My web app has a need to very roughly locate the user in order to calculate sunset and sunrise times.
Since geolocation features necessarily ask the user for permission, I'm brainstorming other ways to get at the location in a way that is good enough for this application.
The timezone offset isn't enough, as
- I need latitude as well and
- the offset is often astronomically wrong by one or two hours.
Luckily, browsers can get at the tz database name (eg. Europe/Madrid) configured in the OS these days. Now it's just a question of getting the coordinates for the city in question.
Even though there are several services that give you a timezone for coordinates, I haven't seen the reverse and I couldn't find a library with coordinates either.
I could create my own from geolocation services, but this is a bit tedious and error-prone to do, so I'd first like to check if somebody has a better idea.

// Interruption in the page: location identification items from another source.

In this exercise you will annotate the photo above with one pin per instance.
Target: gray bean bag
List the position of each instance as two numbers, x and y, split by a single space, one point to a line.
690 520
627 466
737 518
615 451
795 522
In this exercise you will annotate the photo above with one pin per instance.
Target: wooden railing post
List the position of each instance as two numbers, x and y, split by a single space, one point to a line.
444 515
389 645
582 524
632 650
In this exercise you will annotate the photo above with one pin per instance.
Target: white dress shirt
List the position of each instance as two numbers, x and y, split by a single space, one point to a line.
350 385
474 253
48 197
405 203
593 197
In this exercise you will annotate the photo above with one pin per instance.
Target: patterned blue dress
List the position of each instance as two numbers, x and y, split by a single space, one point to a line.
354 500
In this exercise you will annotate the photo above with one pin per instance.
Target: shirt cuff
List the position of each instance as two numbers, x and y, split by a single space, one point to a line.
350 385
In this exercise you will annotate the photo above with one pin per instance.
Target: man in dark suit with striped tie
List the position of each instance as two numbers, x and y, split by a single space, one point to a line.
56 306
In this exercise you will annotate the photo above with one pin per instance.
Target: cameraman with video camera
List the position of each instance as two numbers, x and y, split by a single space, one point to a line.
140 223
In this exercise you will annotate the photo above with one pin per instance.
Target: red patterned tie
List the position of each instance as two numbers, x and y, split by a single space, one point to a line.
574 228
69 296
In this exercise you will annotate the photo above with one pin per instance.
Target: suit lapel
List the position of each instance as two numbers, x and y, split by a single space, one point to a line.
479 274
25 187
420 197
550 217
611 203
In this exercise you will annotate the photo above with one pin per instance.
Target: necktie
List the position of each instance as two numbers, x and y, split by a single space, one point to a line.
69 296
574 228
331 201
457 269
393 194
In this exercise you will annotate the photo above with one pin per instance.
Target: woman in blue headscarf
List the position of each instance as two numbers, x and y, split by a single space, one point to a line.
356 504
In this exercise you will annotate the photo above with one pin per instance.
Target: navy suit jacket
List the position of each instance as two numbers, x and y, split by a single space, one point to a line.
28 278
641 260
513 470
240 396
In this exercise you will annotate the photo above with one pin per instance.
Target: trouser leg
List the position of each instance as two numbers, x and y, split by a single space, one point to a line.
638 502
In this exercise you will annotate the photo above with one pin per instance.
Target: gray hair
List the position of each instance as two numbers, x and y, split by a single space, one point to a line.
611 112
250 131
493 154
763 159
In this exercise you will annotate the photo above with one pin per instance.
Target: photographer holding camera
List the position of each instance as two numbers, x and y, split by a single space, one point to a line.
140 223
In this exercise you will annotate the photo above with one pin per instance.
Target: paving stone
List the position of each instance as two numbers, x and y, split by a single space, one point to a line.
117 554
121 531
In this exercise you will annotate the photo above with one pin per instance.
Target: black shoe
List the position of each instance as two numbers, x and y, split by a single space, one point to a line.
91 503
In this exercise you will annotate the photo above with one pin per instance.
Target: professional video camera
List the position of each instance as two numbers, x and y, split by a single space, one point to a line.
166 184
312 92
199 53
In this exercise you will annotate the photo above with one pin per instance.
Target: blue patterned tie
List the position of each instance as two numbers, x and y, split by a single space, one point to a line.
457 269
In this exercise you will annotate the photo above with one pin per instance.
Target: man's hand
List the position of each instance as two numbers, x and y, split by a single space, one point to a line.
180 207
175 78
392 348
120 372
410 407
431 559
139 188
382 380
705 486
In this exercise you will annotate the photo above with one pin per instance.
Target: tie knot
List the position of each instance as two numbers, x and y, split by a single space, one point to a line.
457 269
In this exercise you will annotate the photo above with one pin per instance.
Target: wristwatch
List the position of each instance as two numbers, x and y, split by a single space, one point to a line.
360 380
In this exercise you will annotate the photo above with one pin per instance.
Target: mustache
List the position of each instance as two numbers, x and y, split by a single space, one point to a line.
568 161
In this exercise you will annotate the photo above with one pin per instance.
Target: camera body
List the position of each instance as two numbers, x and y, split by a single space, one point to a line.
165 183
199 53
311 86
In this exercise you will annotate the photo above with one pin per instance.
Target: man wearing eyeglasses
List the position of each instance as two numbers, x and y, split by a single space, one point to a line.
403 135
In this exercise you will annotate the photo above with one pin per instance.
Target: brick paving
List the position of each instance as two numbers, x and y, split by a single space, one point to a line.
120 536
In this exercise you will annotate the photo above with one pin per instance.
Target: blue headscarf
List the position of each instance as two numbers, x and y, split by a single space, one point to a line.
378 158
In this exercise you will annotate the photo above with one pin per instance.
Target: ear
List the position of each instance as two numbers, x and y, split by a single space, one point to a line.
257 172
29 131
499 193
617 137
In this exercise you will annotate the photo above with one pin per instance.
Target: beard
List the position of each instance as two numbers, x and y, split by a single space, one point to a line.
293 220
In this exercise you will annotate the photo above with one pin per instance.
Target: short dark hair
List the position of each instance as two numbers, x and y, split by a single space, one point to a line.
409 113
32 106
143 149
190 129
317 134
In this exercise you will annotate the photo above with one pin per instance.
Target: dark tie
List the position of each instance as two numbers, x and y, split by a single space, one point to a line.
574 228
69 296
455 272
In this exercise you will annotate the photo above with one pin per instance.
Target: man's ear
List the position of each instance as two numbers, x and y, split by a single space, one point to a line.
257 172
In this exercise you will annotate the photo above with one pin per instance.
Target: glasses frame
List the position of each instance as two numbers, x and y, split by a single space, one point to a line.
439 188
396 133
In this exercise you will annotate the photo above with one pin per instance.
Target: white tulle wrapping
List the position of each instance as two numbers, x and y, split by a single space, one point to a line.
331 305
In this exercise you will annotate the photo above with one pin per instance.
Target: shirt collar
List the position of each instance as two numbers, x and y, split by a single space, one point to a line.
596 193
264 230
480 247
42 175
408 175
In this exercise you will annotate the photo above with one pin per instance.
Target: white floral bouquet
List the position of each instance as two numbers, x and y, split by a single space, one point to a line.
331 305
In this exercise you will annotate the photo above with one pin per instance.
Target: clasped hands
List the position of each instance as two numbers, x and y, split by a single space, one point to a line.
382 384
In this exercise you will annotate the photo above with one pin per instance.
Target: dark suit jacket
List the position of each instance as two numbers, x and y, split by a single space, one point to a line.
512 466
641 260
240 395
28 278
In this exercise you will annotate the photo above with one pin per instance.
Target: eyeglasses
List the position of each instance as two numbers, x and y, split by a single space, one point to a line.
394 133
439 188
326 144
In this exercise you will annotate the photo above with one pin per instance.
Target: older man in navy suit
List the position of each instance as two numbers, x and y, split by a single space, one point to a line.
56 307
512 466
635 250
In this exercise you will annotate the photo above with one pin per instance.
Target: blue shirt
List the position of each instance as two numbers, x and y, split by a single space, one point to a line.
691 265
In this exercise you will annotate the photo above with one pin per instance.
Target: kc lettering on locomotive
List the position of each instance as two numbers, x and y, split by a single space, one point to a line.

The coordinates for most IANA time zones are in the
zone.tab
andzone1970.tab
files that are part of the time zone database itself. You can find them in the official tzdata distribution, or view them in the unofficial GitHub repository.That said, I don't think your idea is a going to work out they way you think it will. There are several parts of the world where a single time zone is in use that spans a wide longitudinal area. The best example is China, which has the IANA time zone id
Asia/Shangahi
and is at UTC+08:00. It is called "Beijing Time" and is in use across the entire country (approximately 5,000 kilometers wide), except for areas that unofficially observe "Xinjiang Time" (more on this on Wikipedia here). This can create a sunrise/sunset difference of up to 4 hours between the eastern and western parts of the country, depending on time of year.For sunrise/sunset calculations, your best bet is to use geolocation APIs to get lat/lon coordinates, calculate results for that position in UTC, then convert to the desired time zone.
In the case where the user denies permission for geolocation, you can fallback to using the IP address. There are many services to choose from, both free and commercial. Search for "IP Geolocation API" in your favorite search engine to find them. Of course, they will only be as accurate as the data, and you'll have erroneous lookups in some cases such as when VPNs are in use.